There’s no time Kate Munger can remember that her mother wasn’t singing. Every night, Kate and her four siblings would be graced with lullabies at their bedsides. The physical proximity of the vibrations of her mother’s body would activate the cells in Kate.

Now, Kate brings that gift of voice and vibration in service to those at the threshold of the other end of life – singing songs as lullabies at bedside to those near death. In 2000, she founded Threshold Choir, a decentralized, distributed community of more than 1300 volunteer singers now comprising more than 180 locally formed Threshold Choirs around the world. The organization’s vision is to spark a movement for “a world where all at life’s thresholds may be honored with compassion shared through song.” The organization furthers this vision by supporting local voices who come together to offer gentle a capella singing to people in their communities who are dying in hospitals and hospices.

For Kate, the voice, as the original human instrument, is a true and gracious vehicle for compassion and comfort. She speaks of a “tribal inheritance” of singing together and a “lineage and legacy of women singing for millennia”. She describes singing at the bedside as “more a prayer than a performance” — soothing and calming to the dying as well as their family and caregivers.
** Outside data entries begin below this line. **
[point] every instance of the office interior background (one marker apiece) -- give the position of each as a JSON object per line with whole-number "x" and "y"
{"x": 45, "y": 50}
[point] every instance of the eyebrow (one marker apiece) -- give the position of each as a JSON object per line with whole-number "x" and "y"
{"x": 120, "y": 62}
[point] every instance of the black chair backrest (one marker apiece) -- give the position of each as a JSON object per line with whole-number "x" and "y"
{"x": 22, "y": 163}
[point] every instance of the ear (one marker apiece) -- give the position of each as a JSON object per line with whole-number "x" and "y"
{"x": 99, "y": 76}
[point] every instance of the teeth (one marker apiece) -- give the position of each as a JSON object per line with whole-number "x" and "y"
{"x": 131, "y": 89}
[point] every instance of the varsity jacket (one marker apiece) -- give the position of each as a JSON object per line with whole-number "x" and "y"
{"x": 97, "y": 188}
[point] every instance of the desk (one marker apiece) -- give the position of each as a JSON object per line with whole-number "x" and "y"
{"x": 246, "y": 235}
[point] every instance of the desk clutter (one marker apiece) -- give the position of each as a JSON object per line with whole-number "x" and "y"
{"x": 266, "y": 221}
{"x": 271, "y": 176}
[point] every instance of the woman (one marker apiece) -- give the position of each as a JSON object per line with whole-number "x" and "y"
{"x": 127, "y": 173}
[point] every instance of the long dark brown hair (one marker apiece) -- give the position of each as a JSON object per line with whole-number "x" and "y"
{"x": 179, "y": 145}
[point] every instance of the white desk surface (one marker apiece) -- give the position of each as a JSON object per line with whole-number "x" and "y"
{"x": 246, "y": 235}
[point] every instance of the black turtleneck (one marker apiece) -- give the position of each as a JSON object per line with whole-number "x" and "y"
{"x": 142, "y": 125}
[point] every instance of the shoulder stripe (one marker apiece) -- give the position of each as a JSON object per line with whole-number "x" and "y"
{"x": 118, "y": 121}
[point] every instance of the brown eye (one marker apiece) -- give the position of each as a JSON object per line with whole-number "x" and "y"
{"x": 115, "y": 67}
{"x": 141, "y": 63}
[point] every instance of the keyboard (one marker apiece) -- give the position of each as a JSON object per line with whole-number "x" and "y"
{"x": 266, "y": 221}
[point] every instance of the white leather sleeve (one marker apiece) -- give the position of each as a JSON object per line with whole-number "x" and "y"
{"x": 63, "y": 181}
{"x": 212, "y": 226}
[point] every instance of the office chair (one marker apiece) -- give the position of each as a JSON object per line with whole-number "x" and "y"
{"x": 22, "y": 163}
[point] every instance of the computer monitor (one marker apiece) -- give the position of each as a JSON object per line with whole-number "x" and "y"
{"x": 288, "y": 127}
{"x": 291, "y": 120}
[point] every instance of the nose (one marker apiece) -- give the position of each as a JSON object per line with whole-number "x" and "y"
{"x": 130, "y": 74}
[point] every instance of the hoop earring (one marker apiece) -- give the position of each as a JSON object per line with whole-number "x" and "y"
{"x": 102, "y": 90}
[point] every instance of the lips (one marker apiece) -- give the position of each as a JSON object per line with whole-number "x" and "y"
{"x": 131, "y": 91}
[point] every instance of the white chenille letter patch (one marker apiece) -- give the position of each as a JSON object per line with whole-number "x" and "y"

As The Washington Post recently wrote, Threshold Choirs “seems to have tapped into something both primal and much-needed: a growing desire not to recoil from death or abandon the dying but to face that ultimate truth and figure out how to help ease the isolation of those near the end.”

…Threshold Choirs mostly use a repertoire with pieces limited to just a few words, and sung without accompaniment in three-part harmony. The idea is to keep things simple and not tied to any spiritual tradition. Complicated verses could intrude on the process of dying, Kate says. All song choices are made with deep listening to and observation of the person facing death: “It’s about offering them attentive silence. Because what we find is that … it’s between the songs that they can actually integrate and use our singing. [Their response] can be teeny tiny, a flicker of an eyelash. So we’re watching really carefully.”

Kate has recently retired from directing the larger Threshold Choir and has returned to her passion of singing for people who are dying or in coma. She also loves to bring singing community to the incarcerated and to persons released from prison.